Deux gamins qui ont disputé un bon match et qui ont déjà hâte au lendemain soir. Deux jeunes qui ont trouvé leur place dans l'équipe et qui peuvent maintenant se permettre de ces petites folies qui chassent la tension.

«Pis, ta maison?

- Dans la vraie vie, tout est terminé. Je pense que le monde va aimer.»

Je ne vous dirai pas comment Latendresse a baptisé la maison de Maxime. Je pense qu'il y a un peu de jalousie là-dessous.

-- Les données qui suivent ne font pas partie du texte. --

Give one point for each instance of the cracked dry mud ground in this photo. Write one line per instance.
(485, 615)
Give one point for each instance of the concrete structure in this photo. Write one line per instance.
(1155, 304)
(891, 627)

Certains comparent Milan Lucic à Cam Neely. Patrice Brisebois est plus nuancé. «Lucic est gros et fort mais il n'a pas encore les mains de Neely. Et il est moins grand, moins imposant. Mais il fait mal quand il cogne», a dit Brisebois.

Il enchaîne: «J'ai joué mon tout premier match contre les Bruins de Boston en janvier 1991. J'avais 19 ans. À un moment donné, Patrick Roy a fait un arrêt et j'ai fait ce qu'on m'avait enseigné dans le junior, je me suis retourné vivement et j'ai sacré un bon coup à deux mains sur les avant-bras du joueur de Boston qui s'en venait. Pis là, j'ai levé les yeux et j'ai vu la face et le regard de Cam Neely. C'était très impressionnant. Juste à lui voir la face, j'ai compris le message. Ne recommence plus ce petit jeu, tu pourrais avoir des problèmes, mon jeune.»

C'est avec Cam Neely que les Bruins ont eu le plus de succès contre le Canadien en série. «C'était une grosse équipe. Neely recevait les passes d'Adam Oates et de Raymond Bourque. L'imposant Al Iafrate était à la défense, c'était une grosse commande à toutes les parties», a repris Brisebois.

C'est quand même formidable. Brisebois affronte maintenant celui qu'on compare à Neely. Ça fait quand même presque 20 ans dans la grande ligue...

DANS LE CALEPIN - Si Markov ne guérit pas très vite, ça va être difficile... Bien difficile, très difficile. Coudonc, y a pas un curé quelque part qui aurait encore de l'huile du frère André?